For breakfast, Jessica said she usually has a homemade smoothie stuffed with blueberries, homemade granola, cinnamon protein powder and probiotics from her own brand.

Start by combining all the ingredients and then serve the smoothie with dried coconut, sliced ​​fruit or nuts and then if you want a little crunchy.

If you need a snack before lunch, Jessica said she will normally enjoy a peanut butter bar from the healthy food company Raw Rev.

With just two grams of sugar, the bars also contain a lot of protein and fiber to keep you full until lunch time.

Jessica said her work lunch is always the same: healthy seed cookies or avocado-covered bread, hummus, sprouts, chicken or tuna, tomatoes and rocket leaves (pictured)

Jessica said her work lunch is always the same: healthy seed cookies or avocado-covered bread, hummus, sprouts, chicken or tuna, tomatoes and rocket leaves (pictured)

“My five-minute working lunch to copy is always the same,” Jessica said.

“Crispy healthy seed bread or bread covered with avocado, hummus, sprouts, chicken or tuna, tomatoes and rocket leaves.”
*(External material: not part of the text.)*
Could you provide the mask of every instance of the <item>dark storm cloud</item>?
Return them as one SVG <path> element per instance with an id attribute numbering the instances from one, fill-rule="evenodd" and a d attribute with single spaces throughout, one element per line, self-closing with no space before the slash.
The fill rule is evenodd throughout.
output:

Jessica said you can also make some goat cheese and chilli mayonnaise.

You will have this next to a water with lemon infusion, herbal tea or vegetable juice.
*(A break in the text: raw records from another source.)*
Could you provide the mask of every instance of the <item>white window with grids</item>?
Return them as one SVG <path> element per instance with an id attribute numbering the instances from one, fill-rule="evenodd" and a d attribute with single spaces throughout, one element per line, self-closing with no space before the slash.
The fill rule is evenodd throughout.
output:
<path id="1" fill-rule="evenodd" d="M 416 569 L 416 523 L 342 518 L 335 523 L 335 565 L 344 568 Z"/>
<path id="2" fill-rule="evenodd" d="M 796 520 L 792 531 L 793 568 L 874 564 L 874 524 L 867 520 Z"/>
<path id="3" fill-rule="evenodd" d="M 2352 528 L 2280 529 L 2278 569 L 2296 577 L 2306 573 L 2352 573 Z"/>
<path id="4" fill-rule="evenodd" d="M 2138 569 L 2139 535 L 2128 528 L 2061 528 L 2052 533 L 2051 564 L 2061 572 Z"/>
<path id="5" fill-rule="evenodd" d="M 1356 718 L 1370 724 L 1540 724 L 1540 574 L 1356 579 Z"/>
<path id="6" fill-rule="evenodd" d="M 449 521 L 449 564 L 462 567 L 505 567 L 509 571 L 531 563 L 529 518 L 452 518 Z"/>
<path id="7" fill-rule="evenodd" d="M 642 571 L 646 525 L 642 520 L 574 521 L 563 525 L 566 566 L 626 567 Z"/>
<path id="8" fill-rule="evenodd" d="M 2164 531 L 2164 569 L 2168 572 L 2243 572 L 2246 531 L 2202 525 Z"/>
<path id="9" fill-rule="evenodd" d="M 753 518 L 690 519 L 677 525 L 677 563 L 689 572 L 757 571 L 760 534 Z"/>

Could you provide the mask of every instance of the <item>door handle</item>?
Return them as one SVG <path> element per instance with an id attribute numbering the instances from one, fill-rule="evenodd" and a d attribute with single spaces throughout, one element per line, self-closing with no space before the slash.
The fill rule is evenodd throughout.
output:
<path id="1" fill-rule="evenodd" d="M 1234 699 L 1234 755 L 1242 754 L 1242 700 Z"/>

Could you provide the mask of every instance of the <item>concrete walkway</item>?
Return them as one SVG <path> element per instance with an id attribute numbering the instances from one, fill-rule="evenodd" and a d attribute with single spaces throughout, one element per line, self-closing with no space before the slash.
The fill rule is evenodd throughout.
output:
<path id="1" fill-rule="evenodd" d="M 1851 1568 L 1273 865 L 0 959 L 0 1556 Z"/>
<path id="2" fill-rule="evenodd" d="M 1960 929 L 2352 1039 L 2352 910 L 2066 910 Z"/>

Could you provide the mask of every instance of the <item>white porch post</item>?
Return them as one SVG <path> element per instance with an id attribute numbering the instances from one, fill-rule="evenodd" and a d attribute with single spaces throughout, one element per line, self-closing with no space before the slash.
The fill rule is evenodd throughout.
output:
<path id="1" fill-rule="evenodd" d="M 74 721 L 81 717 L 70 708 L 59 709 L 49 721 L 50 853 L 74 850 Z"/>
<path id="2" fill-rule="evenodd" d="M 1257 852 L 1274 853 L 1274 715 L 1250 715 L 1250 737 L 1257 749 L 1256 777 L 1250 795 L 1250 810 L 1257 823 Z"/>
Jessica said she believed “firmly” in the afternoon snack and, for her, it’s blueberries and raw almonds mixed or Greek yogurt with some scattered blueberries.
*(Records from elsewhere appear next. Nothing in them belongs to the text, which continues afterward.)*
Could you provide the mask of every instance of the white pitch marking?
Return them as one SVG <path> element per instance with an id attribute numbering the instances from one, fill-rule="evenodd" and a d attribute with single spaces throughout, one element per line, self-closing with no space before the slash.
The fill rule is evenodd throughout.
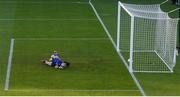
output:
<path id="1" fill-rule="evenodd" d="M 90 4 L 90 6 L 92 7 L 95 15 L 97 16 L 99 22 L 100 22 L 101 25 L 102 25 L 102 27 L 104 28 L 106 34 L 108 35 L 111 43 L 113 44 L 114 48 L 116 49 L 116 43 L 113 41 L 113 39 L 112 39 L 112 37 L 111 37 L 108 29 L 107 29 L 106 26 L 104 25 L 104 23 L 103 23 L 103 21 L 101 20 L 99 14 L 97 13 L 95 7 L 94 7 L 93 4 L 91 3 L 91 0 L 89 1 L 89 4 Z M 117 50 L 116 50 L 116 51 L 117 51 Z M 124 58 L 122 57 L 121 53 L 120 53 L 120 52 L 117 52 L 117 54 L 118 54 L 119 57 L 122 59 L 122 61 L 123 61 L 123 63 L 125 64 L 126 68 L 128 69 L 128 64 L 126 63 L 126 61 L 125 61 Z M 129 70 L 128 70 L 128 71 L 129 71 Z M 139 83 L 139 81 L 137 80 L 137 78 L 136 78 L 136 76 L 134 75 L 134 73 L 133 73 L 133 72 L 129 72 L 129 73 L 130 73 L 131 77 L 133 78 L 134 82 L 136 83 L 136 85 L 137 85 L 138 89 L 140 90 L 141 94 L 142 94 L 143 96 L 146 96 L 146 94 L 145 94 L 142 86 L 140 85 L 140 83 Z"/>
<path id="2" fill-rule="evenodd" d="M 10 79 L 10 73 L 11 73 L 13 49 L 14 49 L 14 39 L 11 39 L 9 58 L 8 58 L 8 66 L 7 66 L 7 74 L 6 74 L 5 87 L 4 87 L 5 91 L 8 91 L 8 89 L 9 89 L 9 79 Z"/>

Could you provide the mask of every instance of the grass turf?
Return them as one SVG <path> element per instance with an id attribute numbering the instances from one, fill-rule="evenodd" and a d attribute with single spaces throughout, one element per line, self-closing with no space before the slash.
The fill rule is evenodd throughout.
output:
<path id="1" fill-rule="evenodd" d="M 136 85 L 113 50 L 110 41 L 106 40 L 107 37 L 91 7 L 86 3 L 72 3 L 77 1 L 87 2 L 85 0 L 51 0 L 51 3 L 48 0 L 0 2 L 1 19 L 25 19 L 0 20 L 0 95 L 141 95 L 136 91 Z M 161 1 L 133 0 L 131 3 Z M 113 16 L 116 13 L 113 11 L 115 7 L 111 6 L 115 3 L 108 1 L 102 4 L 107 7 L 102 13 L 106 16 L 104 20 L 115 39 L 116 19 Z M 175 8 L 170 6 L 170 3 L 162 7 L 167 11 Z M 172 16 L 177 16 L 177 13 L 173 13 Z M 64 18 L 83 20 L 63 20 Z M 14 32 L 13 35 L 11 32 Z M 15 40 L 10 88 L 5 92 L 3 89 L 11 37 L 24 40 Z M 105 39 L 80 41 L 27 38 Z M 39 60 L 48 57 L 54 49 L 59 49 L 60 53 L 64 52 L 63 59 L 72 63 L 69 69 L 58 71 L 40 64 Z M 179 60 L 178 57 L 173 74 L 136 73 L 147 95 L 180 95 Z M 122 91 L 72 91 L 76 89 Z"/>
<path id="2" fill-rule="evenodd" d="M 92 1 L 96 1 L 96 0 L 92 0 Z M 133 3 L 133 4 L 160 4 L 164 0 L 130 0 L 130 1 L 120 0 L 120 1 L 126 2 L 126 3 Z M 100 14 L 100 17 L 102 18 L 104 24 L 108 28 L 109 33 L 111 34 L 113 40 L 116 41 L 116 25 L 117 25 L 116 19 L 117 18 L 115 17 L 117 15 L 117 9 L 116 7 L 112 7 L 112 6 L 117 6 L 116 0 L 112 0 L 112 1 L 98 0 L 94 3 L 94 5 L 96 6 L 96 9 L 98 13 Z M 169 12 L 178 7 L 179 6 L 172 5 L 171 0 L 161 5 L 162 10 L 166 12 Z M 173 13 L 170 13 L 169 16 L 173 18 L 179 18 L 179 10 Z M 178 28 L 178 32 L 179 32 L 179 28 Z M 179 36 L 179 33 L 178 33 L 178 36 Z M 128 36 L 125 36 L 125 39 L 126 38 L 127 38 L 127 41 L 129 41 Z M 177 44 L 179 43 L 178 39 L 177 39 Z M 128 45 L 124 44 L 124 46 L 128 46 Z M 140 84 L 142 85 L 147 95 L 150 95 L 150 96 L 156 96 L 156 95 L 178 96 L 180 95 L 180 92 L 179 92 L 180 91 L 180 88 L 179 88 L 180 87 L 179 86 L 180 85 L 180 78 L 179 78 L 180 61 L 179 60 L 180 60 L 180 57 L 178 56 L 176 67 L 175 67 L 174 73 L 172 74 L 171 73 L 170 74 L 135 73 L 135 75 L 137 76 L 137 79 L 140 81 Z"/>
<path id="3" fill-rule="evenodd" d="M 0 3 L 0 95 L 141 95 L 89 4 L 74 1 Z M 15 44 L 6 92 L 10 38 Z M 41 64 L 54 49 L 70 68 L 61 71 Z"/>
“I found an afternoon snack as an effective way to prevent overeating and sugar cravings later in the evening,” Jessica said.

When it comes to dinner, the nutritionist usually enjoys something more nutritious and warm, like a Thai green chicken curry from its application and wild rice.

“I try to eat dinner early as it helps me digest food properly before going to bed,” Jessica said earlier.

That means eating around seven in the afternoon, so you have plenty of time to relax before you leave for your room.

If she’s still hungry after dinner, Jessica will have a cup of mint tea and a couple of squares of 70% dark chocolate.

What is a typical day at Jessica’s plate?

* TO HAVE BREAKFAST: Homemade smoothie stuffed with blueberries, homemade granola, cinnamon protein powder and probiotics from the JS Health range.

* MORNING SNACK: Peanut butter bar.

* LUNCH: Healthy seed crispbread or bread topped with avocado, hummus, sprouts, chicken or tuna, tomatoes and rocket leaves. Top with goat cheese and chilli mayonnaise.

* AFTERNOON SNACK: Cranberries and raw almonds or blueberries and Greek yogurt.

* DINNER: Thai green chicken curry with wild rice.

* DESSERT: Mint tea and a couple of squares of 70% dark chocolate.